I dont have a problem with abusive tests if they aren't used for binary up/down quantification.

By that, if you abuse a knife and break it, don't call it a poor knife because it didn't pass some sort of arbitrary test it was never designed to handle. We had a masked yahoo some years back that disguised abuse as science in his goofy videos. Say what you want about Cliff Stamp, but at least he wore his psychotic pseudo science on his sleeve.

I also have a real beef with unrealistic expectations on a review of ANY item. I remember a nice compact pistol being put through the wringer by a review. The gun shot well, grouped well, and was generally a reliable 10+1 Glock 26 alternative. However, when submerged in a puddle for 60 seconds, the striker would sometime fail to clear the bubble of water built up around it resulting in a misfire. The guy was like, "oh...no. hard pass. What if I find myself in a fire fight and drop my pistol in a puddle and it no longer fires?!".

Really? An ergonomic gun that is reliable and shoots well gets completely scrapped because it may fall out of your hand into a puddle for 3/4of a minute where you have to fire it without giving it a good hard shake first?....really?

If someone wants to break a knife under unreasonable circumstances, I'm OK with that. Just don't call it empirical or scientific to any significant degree.
 
Their "tests" are about as valid as those on Forged in Fire -- better named Farce in Fire.
Rich
You bring up an interesting point. In discussing different mass-produced knives, some self-professed "experts" will really present some off-the-wall, downright odd ideas from left field. I really wondered where they were coming from? It was very clear they had never toured, much less worked in, or managed a precision metal products factory.
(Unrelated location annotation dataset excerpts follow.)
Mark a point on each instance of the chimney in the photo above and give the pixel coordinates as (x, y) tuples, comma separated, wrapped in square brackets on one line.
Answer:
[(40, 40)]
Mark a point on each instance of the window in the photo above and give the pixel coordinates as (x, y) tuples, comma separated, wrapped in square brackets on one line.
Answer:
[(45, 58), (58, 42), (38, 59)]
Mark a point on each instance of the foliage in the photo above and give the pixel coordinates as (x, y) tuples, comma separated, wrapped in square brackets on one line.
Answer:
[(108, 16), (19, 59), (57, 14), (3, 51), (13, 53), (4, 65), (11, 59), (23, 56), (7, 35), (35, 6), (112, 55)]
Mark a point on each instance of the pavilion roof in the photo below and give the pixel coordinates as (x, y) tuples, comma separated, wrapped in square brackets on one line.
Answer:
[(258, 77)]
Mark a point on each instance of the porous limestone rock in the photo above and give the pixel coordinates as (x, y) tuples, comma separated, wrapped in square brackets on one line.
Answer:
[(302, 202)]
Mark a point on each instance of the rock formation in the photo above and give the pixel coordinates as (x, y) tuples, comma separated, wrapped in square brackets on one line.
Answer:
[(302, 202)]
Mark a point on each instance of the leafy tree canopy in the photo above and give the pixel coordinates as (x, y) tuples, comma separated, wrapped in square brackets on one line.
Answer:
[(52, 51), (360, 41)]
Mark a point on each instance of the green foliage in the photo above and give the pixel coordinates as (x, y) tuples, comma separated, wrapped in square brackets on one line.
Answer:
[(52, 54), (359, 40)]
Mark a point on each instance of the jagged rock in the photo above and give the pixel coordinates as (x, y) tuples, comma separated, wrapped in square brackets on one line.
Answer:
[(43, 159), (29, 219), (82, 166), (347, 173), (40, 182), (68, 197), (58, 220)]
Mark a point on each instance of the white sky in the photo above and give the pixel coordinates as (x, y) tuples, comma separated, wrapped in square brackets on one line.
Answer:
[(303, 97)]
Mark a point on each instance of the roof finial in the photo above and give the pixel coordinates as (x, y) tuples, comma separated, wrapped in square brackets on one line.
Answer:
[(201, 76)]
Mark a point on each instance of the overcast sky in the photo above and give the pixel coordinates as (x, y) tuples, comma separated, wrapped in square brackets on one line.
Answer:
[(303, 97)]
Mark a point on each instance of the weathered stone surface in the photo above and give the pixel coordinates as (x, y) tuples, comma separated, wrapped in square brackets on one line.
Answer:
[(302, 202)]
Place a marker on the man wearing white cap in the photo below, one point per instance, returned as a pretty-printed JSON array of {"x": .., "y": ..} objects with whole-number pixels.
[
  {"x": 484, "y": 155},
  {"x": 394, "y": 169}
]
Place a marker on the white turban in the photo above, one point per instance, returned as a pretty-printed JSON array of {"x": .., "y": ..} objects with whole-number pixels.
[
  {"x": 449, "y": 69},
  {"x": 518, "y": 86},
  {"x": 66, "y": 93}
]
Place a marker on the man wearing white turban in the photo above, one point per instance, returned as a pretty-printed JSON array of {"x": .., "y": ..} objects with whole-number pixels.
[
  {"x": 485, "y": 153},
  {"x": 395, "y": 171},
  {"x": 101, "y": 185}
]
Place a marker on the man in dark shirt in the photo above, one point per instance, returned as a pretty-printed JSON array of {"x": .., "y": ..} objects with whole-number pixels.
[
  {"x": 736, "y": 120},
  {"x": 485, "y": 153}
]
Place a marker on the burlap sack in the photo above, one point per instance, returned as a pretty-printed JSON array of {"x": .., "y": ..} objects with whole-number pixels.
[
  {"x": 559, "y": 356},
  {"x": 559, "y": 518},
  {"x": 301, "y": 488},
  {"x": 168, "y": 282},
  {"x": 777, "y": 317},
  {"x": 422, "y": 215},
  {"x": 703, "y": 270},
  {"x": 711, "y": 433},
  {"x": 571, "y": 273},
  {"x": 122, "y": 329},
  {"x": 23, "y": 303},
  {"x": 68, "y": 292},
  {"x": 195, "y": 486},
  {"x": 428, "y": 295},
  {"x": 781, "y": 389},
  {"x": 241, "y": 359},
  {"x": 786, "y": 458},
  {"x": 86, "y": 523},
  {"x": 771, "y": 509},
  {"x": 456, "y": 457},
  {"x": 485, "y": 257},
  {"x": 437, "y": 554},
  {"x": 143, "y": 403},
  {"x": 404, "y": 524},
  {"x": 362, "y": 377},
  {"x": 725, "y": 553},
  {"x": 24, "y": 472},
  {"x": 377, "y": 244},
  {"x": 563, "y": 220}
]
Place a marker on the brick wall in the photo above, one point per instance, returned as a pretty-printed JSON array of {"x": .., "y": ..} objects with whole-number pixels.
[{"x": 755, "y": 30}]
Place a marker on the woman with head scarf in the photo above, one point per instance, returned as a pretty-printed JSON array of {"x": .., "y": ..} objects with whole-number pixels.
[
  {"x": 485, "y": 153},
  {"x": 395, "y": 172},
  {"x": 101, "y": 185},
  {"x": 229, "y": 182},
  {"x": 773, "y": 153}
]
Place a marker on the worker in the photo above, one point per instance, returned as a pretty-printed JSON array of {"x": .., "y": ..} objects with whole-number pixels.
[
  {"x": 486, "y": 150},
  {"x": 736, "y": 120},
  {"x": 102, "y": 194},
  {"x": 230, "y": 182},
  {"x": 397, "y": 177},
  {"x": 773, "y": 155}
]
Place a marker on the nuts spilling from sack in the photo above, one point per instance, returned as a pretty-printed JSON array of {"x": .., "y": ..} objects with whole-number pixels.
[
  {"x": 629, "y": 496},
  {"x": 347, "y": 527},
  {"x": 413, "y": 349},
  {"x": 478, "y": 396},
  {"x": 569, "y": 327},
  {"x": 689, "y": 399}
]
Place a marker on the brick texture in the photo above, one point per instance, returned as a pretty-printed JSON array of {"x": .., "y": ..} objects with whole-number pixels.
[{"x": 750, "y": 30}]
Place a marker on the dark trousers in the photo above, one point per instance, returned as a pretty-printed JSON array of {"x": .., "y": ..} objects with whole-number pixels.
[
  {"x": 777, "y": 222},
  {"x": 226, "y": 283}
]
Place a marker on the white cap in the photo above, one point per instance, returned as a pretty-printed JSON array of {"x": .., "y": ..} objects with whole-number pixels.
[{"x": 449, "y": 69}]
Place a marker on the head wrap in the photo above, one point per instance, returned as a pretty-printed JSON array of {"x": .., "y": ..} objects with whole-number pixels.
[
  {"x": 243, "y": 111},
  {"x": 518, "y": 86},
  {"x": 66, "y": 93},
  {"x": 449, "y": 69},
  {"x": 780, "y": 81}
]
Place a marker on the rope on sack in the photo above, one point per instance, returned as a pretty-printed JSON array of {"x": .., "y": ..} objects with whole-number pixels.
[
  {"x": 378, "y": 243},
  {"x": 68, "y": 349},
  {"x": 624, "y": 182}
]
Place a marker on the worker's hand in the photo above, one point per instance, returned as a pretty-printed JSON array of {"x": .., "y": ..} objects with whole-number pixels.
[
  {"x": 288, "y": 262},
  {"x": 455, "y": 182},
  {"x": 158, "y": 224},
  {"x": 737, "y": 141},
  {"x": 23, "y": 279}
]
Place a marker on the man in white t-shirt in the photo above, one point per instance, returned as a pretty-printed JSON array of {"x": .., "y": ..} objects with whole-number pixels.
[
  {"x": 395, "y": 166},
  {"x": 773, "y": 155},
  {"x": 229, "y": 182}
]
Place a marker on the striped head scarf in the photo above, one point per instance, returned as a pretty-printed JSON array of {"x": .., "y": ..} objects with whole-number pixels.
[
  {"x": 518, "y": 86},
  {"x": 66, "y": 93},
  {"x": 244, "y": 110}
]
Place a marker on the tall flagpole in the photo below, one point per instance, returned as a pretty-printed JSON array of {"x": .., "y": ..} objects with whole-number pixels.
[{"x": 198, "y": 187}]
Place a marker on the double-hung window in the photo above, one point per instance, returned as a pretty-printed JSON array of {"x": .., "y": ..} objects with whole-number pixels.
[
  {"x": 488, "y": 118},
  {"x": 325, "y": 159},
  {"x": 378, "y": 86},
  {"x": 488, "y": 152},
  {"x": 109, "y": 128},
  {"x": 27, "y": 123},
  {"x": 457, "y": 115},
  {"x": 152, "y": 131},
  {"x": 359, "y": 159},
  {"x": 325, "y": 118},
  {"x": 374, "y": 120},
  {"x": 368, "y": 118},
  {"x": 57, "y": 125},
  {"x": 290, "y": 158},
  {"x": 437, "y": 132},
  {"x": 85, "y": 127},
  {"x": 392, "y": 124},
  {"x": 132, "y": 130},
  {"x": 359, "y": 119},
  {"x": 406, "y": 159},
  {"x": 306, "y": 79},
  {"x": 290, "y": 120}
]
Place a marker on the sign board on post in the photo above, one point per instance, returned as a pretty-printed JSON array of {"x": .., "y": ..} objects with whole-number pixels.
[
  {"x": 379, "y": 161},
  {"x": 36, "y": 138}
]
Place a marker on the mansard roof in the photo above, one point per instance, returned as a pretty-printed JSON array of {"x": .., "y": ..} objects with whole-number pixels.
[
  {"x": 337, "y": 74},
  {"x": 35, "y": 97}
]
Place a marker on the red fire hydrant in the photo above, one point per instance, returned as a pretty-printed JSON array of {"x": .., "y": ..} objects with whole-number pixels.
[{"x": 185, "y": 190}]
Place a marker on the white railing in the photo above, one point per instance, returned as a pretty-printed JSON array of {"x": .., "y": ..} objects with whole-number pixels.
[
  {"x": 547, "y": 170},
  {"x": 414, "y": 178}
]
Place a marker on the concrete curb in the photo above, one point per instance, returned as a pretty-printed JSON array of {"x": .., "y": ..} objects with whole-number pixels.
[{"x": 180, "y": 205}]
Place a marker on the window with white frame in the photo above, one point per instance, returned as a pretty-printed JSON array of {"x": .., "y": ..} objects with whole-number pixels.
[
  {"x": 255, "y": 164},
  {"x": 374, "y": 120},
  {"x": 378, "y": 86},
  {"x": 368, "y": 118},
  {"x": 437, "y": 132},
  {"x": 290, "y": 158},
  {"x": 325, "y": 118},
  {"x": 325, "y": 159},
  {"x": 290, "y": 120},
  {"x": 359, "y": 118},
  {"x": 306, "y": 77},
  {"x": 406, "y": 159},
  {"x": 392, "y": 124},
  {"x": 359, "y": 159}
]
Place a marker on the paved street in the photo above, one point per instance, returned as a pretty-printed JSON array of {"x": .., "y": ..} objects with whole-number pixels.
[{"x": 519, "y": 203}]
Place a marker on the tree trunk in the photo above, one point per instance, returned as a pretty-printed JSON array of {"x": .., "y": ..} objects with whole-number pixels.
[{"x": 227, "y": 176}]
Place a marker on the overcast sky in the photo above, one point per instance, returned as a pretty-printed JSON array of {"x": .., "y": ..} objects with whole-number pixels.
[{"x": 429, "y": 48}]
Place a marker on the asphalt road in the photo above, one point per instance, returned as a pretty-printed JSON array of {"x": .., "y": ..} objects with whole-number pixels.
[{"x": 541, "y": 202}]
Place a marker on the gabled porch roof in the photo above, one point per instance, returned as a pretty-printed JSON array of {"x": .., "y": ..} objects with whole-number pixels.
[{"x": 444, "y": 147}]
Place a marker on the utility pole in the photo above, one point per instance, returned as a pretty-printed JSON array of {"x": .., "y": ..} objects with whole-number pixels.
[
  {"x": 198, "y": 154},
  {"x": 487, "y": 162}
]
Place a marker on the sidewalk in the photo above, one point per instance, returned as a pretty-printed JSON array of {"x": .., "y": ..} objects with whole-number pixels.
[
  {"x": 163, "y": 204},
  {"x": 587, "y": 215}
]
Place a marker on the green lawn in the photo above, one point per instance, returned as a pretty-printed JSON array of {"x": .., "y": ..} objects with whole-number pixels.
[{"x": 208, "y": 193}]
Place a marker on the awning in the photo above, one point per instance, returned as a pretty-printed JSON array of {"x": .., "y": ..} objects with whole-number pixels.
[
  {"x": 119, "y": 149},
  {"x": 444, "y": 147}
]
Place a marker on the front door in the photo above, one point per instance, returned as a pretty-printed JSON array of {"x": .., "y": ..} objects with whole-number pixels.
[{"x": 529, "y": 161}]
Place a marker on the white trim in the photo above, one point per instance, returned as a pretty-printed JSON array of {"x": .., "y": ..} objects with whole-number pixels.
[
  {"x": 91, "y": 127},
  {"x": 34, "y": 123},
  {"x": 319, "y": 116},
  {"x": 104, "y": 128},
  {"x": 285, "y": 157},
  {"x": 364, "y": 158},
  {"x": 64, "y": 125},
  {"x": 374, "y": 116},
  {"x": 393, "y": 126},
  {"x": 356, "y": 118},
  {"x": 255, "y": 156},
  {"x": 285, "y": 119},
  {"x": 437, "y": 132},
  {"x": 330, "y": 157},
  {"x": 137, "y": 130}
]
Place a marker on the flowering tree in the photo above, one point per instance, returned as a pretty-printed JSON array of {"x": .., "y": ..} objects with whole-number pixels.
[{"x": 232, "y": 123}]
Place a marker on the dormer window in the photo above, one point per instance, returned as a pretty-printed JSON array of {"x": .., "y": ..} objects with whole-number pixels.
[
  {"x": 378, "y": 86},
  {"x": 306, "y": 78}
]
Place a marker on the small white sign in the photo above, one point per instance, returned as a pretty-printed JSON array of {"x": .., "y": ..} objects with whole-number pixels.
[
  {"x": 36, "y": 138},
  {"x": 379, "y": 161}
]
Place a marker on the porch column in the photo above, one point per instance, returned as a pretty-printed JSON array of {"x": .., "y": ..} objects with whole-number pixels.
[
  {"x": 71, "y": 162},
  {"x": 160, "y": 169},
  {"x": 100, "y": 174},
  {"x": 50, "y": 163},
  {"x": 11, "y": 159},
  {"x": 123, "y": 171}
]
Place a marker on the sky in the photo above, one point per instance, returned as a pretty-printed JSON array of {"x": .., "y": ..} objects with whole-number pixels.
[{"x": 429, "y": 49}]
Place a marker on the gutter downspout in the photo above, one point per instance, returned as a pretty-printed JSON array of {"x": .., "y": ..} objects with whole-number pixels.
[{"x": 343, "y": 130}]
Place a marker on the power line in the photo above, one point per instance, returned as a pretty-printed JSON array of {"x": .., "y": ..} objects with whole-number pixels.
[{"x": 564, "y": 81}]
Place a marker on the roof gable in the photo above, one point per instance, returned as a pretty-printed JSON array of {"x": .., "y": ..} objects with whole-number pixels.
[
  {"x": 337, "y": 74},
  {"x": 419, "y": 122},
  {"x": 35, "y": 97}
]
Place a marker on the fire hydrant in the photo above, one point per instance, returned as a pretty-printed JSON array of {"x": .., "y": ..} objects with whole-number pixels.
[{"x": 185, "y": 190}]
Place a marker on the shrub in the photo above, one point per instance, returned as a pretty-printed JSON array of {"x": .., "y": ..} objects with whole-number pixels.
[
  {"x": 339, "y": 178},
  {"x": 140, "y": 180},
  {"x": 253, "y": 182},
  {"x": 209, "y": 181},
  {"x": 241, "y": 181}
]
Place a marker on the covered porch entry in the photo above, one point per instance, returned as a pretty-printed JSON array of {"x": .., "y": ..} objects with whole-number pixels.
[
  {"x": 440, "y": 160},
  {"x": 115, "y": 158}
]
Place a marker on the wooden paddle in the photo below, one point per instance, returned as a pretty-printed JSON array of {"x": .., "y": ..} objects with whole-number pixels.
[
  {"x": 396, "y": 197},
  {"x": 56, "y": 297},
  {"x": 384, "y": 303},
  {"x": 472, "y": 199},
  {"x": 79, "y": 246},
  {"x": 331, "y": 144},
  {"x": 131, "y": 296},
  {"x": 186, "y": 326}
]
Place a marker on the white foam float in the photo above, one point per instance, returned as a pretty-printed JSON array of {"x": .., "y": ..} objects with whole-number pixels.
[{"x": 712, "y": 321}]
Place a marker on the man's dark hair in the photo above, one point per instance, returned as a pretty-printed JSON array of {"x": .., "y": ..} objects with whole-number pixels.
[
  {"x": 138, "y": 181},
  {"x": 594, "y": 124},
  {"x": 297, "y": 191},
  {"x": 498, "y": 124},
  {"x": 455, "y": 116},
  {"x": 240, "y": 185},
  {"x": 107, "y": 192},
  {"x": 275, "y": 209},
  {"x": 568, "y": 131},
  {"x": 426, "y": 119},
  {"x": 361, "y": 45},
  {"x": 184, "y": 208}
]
Then I (finally) watched a couple of episode of Forged in Fire. Talk about an AHA moment! ;)
 
only knife reviewer you need to know is advanced knife bro.

I'll give that two huge thumbs up! That man batons ANY knife, and I love him for it! It really is hilarious and great fun to watch.

Of course, I would never try to baton with my folders (except maybe my Cold Steel Triad locks). But when it comes to my Beckers, especially the BK2, they can handle it.
 
Only thing I LOL at in Youtube videos about anything is how really poor most people are as actors.

I guess that's a good thing though huh?
Acting is nothing more than pretending to be something you aren't. If you're a good enough liar to get away with that, then the better liar you are, the better actor you'll be...and ...if you're a good actor, then everything you're trying to get across is a lie, right? ;)
 
Do you ever laugh out loud at the knife tests run by "expert" Youtube knife jockeys?
  • How well will it BATON!?! (Good grief, carry a small backpacking saw or hatchet if the need to "baton" is even remotely possible on your adventures!)
  • Here, let me throw this huge bowie (or expensive folder) at that oak tree over there to see if it sticks!
  • Lemme gnaw through this 2x8 to see how well it cuts! (See above.)
  • SEE!?! I bent the tip after repeatedly ramming it into a big clunk of hickory and deliberately trying to damage it!
  • Let me cut up several dozen reinforced cardboard boxes and then see if I can still get a close dry shave with it!
  • etc, etc.

What content have you made?
 
What content have you made?

Another backyard batoner, aye? ;)

I've created Youtube content that's one helluva lot more productive than "batoning" through a railroad tie with an inexpensive folder, only to conclude the folder is "junk" because it's made in China.